Lara Jane is about to be a junior in high school. Her older sister Margot has just left for college in Scotland, leaving behind a huge gap – a gap only grown wider because she broke up with her boyfriend Josh, literally the boy next door, before leaving, and he was an every day presence in their home – not least of all because he was Lara Jane’s friend and secret crush first. With Margot gone, it’s just Lara Jane and little sister Kitty, who isn’t afraid to call out her sister for being super lame and not having any weekend plans of her own. Their mother is dead so it’s just them and their dad.
But then something weird happens. Lara Jane’s old, secret crushes all receive letters from her. Letters that she wrote eons ago when the crushes were new and exciting but never, EVER, intended to send. Josh receives one, and so does Peter, Lara Jane’s first kiss but current boyfriend of her arch-enemy. Ah, high school.

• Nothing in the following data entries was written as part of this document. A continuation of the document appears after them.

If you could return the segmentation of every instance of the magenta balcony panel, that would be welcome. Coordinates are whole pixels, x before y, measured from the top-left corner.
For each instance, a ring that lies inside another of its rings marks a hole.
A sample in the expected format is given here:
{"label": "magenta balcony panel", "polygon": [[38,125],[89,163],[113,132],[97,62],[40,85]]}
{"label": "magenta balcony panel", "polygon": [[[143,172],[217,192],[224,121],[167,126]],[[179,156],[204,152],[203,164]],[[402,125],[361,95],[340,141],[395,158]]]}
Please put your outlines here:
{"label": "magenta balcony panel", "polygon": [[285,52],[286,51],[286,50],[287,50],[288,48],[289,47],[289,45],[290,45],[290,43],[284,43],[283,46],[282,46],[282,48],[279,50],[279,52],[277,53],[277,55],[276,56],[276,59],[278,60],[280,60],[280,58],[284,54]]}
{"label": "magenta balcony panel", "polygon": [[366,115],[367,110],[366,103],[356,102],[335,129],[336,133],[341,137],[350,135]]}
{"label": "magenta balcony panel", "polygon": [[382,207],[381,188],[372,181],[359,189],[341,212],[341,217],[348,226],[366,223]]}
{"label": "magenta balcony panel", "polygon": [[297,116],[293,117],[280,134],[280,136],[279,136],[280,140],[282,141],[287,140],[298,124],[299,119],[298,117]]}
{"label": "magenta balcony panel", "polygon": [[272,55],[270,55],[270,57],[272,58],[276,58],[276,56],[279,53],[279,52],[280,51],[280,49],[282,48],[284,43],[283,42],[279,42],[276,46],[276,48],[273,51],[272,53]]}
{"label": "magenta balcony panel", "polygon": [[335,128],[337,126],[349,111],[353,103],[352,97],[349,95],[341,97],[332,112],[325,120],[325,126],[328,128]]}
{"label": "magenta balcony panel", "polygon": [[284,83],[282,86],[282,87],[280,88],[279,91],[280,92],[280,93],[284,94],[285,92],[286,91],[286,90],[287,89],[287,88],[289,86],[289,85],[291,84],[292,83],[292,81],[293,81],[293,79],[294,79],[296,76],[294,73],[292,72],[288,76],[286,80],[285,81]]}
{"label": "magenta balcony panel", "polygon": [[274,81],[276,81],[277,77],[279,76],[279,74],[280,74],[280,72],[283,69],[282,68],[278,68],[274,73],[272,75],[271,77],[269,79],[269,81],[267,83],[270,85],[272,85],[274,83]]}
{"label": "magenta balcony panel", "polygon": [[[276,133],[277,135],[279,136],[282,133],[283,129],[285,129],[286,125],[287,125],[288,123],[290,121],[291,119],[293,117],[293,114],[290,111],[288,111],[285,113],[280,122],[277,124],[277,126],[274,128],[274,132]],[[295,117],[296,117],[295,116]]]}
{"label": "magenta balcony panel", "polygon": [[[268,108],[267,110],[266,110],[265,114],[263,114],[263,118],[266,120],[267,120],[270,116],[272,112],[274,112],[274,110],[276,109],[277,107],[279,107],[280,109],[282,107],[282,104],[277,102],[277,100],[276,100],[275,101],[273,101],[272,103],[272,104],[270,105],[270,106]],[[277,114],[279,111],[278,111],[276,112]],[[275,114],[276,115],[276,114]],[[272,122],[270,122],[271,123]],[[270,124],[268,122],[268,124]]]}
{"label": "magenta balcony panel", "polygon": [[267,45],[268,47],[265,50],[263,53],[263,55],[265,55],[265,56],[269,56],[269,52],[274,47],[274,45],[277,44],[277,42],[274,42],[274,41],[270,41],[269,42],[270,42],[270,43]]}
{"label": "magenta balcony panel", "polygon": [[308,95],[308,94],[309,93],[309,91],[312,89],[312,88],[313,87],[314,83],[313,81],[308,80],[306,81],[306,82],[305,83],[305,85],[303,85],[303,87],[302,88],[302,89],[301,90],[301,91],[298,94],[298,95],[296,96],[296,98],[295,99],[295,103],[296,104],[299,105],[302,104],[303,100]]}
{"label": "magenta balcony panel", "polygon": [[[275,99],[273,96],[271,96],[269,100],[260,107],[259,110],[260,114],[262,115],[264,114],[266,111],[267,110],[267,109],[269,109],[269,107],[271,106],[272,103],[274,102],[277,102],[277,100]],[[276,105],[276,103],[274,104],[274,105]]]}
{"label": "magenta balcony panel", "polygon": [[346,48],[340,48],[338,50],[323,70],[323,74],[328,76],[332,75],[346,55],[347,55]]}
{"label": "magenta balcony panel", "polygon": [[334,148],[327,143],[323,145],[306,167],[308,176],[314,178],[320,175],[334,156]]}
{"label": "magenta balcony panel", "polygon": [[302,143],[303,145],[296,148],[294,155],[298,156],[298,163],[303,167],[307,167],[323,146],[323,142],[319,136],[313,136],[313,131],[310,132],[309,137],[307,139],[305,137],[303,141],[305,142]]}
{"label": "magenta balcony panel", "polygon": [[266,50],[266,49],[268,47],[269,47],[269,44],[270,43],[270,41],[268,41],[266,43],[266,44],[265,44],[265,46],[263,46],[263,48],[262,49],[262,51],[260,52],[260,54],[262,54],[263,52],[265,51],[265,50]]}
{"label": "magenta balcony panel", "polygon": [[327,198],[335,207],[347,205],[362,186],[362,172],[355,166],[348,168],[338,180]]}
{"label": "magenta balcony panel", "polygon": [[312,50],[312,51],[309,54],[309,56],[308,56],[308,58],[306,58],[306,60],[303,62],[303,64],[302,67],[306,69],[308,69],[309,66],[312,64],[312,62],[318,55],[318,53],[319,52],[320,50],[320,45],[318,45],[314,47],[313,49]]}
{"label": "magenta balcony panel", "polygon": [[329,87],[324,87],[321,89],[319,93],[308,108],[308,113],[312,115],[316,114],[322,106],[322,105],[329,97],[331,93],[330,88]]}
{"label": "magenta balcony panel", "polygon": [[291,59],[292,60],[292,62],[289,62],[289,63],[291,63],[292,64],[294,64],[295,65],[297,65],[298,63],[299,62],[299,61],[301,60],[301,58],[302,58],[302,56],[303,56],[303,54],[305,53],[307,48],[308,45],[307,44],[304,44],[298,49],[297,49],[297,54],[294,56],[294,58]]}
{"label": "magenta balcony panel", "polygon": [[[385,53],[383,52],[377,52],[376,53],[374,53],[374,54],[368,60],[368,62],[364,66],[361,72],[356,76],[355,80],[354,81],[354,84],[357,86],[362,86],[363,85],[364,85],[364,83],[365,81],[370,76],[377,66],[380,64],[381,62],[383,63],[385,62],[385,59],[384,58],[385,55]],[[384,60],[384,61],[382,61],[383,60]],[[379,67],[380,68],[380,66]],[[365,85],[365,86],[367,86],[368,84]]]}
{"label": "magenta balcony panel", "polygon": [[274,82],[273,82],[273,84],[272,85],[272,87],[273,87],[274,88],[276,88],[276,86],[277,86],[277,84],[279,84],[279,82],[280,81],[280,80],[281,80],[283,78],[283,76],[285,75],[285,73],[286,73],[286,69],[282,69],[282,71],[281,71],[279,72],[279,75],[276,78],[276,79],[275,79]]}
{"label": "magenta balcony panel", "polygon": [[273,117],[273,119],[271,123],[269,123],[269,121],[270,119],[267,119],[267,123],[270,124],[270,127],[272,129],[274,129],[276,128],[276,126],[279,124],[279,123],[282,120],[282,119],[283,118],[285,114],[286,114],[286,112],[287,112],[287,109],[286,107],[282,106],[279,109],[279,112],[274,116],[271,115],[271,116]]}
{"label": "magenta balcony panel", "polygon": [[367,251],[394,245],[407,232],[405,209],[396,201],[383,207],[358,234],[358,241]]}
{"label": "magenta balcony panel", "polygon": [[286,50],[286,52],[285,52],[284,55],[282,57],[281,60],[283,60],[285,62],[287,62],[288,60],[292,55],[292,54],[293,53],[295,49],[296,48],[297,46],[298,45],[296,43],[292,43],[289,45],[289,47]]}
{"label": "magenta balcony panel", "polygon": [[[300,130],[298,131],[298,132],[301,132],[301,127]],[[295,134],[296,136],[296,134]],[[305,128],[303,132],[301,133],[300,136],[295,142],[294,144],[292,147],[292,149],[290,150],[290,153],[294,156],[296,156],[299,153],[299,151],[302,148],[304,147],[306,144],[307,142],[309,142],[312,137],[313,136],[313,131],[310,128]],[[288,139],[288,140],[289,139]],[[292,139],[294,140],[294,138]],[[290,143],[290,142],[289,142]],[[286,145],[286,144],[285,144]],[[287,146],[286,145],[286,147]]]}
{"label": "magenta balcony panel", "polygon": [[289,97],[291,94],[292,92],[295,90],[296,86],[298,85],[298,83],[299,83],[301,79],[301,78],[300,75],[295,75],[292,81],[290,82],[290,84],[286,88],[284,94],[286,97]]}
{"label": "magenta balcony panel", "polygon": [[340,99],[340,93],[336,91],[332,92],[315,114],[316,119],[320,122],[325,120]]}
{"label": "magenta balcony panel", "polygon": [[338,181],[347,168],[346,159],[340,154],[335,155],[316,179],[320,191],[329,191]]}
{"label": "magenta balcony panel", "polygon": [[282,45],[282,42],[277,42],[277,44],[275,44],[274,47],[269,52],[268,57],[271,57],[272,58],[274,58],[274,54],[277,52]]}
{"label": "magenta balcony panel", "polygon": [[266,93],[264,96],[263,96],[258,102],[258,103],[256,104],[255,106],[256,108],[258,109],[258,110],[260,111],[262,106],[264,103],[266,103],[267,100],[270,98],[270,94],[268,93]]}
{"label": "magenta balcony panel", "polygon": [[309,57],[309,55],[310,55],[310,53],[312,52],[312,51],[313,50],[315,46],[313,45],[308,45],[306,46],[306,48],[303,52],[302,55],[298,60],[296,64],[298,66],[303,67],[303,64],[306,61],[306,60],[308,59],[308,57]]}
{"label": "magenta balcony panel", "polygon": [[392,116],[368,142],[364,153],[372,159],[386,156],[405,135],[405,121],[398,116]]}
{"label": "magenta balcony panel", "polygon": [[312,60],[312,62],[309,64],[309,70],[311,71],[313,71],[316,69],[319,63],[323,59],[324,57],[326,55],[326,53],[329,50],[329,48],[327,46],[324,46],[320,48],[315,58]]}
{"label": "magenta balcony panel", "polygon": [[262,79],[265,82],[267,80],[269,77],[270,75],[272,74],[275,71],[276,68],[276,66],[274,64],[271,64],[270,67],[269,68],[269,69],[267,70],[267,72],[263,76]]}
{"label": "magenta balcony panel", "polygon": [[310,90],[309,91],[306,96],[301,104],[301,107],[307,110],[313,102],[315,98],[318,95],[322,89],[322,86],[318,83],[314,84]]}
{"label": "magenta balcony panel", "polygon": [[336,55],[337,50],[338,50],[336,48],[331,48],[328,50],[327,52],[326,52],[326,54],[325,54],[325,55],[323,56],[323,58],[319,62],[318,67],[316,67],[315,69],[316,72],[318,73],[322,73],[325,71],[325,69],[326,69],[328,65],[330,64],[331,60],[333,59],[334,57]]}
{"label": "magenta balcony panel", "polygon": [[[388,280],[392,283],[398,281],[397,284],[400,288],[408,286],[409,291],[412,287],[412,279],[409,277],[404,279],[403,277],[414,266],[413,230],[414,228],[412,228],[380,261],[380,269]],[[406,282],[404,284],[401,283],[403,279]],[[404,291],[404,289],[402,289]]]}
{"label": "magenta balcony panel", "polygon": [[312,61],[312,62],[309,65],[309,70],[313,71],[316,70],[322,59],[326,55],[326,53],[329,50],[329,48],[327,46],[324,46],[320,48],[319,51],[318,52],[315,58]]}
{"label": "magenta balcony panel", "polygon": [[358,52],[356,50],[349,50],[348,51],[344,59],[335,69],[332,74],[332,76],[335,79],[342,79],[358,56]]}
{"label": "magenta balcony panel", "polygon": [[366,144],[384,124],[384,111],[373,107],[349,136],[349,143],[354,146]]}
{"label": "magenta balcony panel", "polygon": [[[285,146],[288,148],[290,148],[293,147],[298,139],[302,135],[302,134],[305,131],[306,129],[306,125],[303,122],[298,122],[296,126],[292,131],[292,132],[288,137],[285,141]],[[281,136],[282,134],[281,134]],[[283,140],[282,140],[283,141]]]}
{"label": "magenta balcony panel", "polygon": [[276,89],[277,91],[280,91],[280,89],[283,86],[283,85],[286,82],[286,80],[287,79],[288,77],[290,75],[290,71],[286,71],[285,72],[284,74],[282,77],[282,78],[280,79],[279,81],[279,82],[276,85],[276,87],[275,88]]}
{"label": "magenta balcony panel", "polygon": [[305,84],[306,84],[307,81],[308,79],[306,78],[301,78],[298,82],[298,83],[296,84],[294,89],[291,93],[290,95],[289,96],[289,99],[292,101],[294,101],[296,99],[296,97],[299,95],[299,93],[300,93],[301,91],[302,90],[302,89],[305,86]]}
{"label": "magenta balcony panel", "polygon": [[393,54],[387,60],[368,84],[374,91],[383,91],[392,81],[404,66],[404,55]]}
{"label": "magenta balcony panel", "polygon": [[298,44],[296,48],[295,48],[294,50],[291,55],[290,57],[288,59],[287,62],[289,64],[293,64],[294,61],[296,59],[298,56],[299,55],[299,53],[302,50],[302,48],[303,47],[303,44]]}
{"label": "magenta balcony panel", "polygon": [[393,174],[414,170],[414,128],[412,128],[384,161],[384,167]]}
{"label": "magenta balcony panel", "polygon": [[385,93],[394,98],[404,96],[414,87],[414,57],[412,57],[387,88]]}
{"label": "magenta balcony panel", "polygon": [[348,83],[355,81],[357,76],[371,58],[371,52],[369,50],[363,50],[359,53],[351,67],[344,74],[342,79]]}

But she’s so desperate to avoid Josh that she consents to have a fake relationship with Peter in order to divert attention. It’s the kind of plan that can only seem reasonable to a 16 year old.
Lana Condor is all kinds of adorable as Lara Jane. She’s sweet and charming and nearly everything you’d want in a romantic lead in 2018 (dorky, smart, independent). Is adorkable a thing? It should be. Lara Jane is it. But just as 2018 demands a new kind of romantic lead, it also needs a new kind of boyfriend. No more brooding, distant, too-cool-to-give-a-shit guys. Peter Kavinsky is not just the floppy-haired, Jeep-driving boyfriend you want, he’s the kind of teddy bear you deserve – kind and thoughtful and loving. He puts more work into a fake relationship than every mopey 80s hunk or neurotic 90s hearthrob combined. 2018’s boyfriend ideal is in touch with his feelings, and he just wants you to be happy.
The movie takes no risks and offers no surprises. The two blandly handsome possible love interests, played by Noah Centineo and Israel Broussard, look similar enough that Sean couldn’t tell them apart. Sean is no teenage girl. Teenage girls, I bet, will have no problem choosing which one to swoon over (and apparently there IS a right answer). For me, this movie felt very Disney channel, and its constant 16 Candles references didn’t really earn it any favourable comparisons (in fact, it made Sean mourn some distinct missed opportunities). To All The Boys I’ve Loved Before is not a rom-com for old ladies like me. It’s innocent in a lot of ways, but with a 2018 flavour that’s still alien to me. But I have no doubt it will find its audience – it’s just not going to be anyone born in the previous century, and not even John Corbett (no longer the leading man, relegated strictly to dad status) can change that.